LLM Bootcamp Notes — Part 4: LLMOps

4 min readSep 16, 2023

The LLM Bootcamp series by FullStackDeepLearning offers great insights into the world of Generative AI by taking a very structured approach to the topic. The series goes from introducing LLMs all the way upto approaches and recommendation for production grade LLMs & Generative AI solutions.

I have consolidated my learning notes in a series of 4 articles, distilling to the 4 core focus areas for LLMs from the Bootcamp series — This part 4 article is on LLMOps

CHOOSING THE BASE MODEL

The best model for the usecase depends on the trade-offs between:

Model’s out-of-the-box quality on the box
Inference speed & latency
Cost associated with the model
Tuning & extensibility of the model
Data security, privacy & model licensing

Proprietary Vs Open Source — The decision of using a proprietary or open source model boils down a few thumb-rule points, which are:

Proprietary:

Higher quality when compared to Open-Source
Does not have license frictions
Minimal infrastructure overhead

Open-source:

Easier customisation
Data security can be ensured
Permissive licenses like Apache 2.0 gives allows to do more or less of what we want
Restricted licenses like CC BY-SA 3.0 place restrictions on commercial use but do not straight up prohibit it
Non-commercial licenses like CC BY-NC-SA 4.0 prohibit commercial use

Recommendation for Choosing the base model:

Start projects with GPT-4 and prototype in Python
If cost/latency is a factor, then consider downsizing
GPT3.5 & Claude are good comparable options for this
If more speed and lower cost in required, then Anthropic can be considered
If fund-tuning the model is needed, then Cohere can be considered
Use open-source only if it is really required

ITERATION & PROMPT MANAGEMENT

Iteration and Experiment management are a key part of traditional deep learning workflow.
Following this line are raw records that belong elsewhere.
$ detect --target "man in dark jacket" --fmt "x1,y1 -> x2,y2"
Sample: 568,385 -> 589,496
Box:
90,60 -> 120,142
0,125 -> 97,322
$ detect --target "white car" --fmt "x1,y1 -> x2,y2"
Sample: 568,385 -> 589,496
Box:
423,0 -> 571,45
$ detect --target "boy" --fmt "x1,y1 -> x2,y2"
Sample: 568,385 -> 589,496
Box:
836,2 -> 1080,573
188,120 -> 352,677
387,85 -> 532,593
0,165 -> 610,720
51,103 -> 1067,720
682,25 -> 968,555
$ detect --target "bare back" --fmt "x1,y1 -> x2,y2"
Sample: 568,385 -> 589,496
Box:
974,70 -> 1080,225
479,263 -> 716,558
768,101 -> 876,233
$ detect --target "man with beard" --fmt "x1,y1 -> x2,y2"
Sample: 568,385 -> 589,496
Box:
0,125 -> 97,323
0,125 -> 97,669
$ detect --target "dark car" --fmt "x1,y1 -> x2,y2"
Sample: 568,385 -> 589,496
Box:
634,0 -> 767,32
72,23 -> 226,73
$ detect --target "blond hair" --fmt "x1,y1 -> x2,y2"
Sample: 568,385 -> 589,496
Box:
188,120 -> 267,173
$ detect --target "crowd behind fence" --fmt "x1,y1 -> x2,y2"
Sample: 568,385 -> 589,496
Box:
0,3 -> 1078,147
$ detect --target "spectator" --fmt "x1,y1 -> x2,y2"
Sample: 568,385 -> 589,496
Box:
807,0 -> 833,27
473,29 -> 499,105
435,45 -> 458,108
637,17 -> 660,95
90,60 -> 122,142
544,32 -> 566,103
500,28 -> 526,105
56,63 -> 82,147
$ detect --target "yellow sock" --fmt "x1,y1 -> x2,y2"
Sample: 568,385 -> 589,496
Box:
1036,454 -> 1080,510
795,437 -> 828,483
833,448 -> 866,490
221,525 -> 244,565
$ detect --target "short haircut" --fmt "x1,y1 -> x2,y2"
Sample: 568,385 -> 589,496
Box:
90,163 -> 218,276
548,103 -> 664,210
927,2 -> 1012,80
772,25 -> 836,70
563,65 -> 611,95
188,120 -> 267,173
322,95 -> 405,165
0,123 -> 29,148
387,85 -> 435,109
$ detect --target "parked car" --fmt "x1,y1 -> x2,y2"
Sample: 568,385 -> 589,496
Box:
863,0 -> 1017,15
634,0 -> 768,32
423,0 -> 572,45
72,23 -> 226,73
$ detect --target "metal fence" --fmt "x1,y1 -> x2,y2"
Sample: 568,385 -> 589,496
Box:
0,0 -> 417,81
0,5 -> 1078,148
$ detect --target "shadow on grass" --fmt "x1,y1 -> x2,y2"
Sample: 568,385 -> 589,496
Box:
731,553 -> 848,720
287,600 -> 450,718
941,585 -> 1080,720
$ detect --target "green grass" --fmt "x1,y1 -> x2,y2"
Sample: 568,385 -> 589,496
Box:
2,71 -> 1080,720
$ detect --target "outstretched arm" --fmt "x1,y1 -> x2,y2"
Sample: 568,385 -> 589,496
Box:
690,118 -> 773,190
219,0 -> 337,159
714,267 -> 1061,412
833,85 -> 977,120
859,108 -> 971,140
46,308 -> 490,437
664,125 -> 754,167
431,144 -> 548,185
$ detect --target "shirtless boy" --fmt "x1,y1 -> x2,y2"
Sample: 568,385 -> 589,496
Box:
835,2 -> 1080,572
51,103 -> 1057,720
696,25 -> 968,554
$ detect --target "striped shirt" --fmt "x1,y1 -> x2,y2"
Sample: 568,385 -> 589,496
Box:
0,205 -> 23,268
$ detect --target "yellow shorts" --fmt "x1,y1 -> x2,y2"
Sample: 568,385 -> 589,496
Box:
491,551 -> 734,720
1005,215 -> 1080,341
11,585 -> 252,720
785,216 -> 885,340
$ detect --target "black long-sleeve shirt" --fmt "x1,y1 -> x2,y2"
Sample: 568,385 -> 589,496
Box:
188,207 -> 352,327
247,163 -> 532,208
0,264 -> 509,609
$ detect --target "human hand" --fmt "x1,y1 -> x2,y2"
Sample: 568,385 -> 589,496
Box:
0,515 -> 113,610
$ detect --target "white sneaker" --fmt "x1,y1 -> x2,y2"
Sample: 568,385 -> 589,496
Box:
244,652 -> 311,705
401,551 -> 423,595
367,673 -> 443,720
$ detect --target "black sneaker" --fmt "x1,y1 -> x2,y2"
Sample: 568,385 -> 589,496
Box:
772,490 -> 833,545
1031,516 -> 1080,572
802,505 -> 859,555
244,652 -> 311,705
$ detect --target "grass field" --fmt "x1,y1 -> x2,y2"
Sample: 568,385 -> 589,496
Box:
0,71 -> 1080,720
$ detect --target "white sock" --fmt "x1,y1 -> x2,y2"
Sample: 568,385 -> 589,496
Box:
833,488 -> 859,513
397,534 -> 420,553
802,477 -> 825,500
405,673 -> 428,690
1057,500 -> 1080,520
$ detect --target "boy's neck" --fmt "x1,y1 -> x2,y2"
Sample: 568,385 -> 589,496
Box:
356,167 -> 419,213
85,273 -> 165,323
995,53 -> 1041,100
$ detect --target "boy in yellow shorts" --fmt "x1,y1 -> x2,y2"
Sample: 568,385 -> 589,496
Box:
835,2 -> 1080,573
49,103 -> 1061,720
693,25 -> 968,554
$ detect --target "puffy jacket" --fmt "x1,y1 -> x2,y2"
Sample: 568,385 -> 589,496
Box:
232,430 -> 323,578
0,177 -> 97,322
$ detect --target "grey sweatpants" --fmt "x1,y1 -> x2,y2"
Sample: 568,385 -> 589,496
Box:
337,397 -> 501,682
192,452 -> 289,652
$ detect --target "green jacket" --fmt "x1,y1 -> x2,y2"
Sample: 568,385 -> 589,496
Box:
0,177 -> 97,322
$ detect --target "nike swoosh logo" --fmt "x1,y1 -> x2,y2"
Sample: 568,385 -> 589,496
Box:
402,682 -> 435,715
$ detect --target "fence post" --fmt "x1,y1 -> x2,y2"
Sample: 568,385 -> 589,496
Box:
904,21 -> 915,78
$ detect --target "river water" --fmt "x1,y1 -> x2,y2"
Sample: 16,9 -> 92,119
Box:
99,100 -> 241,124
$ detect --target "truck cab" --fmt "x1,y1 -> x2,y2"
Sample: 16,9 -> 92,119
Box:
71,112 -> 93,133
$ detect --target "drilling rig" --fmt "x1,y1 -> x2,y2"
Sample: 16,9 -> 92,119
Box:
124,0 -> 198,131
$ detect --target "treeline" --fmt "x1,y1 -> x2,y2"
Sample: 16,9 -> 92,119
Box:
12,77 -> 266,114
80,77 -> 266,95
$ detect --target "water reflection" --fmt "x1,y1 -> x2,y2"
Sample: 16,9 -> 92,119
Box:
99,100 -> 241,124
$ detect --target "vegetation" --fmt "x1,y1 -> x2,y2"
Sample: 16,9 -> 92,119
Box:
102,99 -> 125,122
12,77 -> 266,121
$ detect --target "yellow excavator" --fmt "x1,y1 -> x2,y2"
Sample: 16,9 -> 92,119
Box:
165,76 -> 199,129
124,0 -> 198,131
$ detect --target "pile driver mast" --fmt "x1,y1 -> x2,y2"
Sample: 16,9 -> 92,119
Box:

But there are a few subtle differences with the LLM workflow:

Experiments are quick — whereas in traditional deep learning we train a model and wait for hours for it to complete
Experiments are sequential with prompts as the changes to the prompts are seen and analysed — whereas in traditional deep learning hundreds of experiments should be run at parallel with different models and hyper parameters in order to train /tune the model
Only limited experimentation with prompts — whereas in traditional deep learning there are hundreds of hyper parameter combinations and model settings to evaluate

The current situation with prompt engineering and iteration does not need the use of any advanced tooling to manage it. One of the main reasons is that there is no automatic robust evaluation method to say if one prompt is better than the other by evaluating the result from the model — if such a evaluation comes up in the future, then prompt management tooling will become need of the hour.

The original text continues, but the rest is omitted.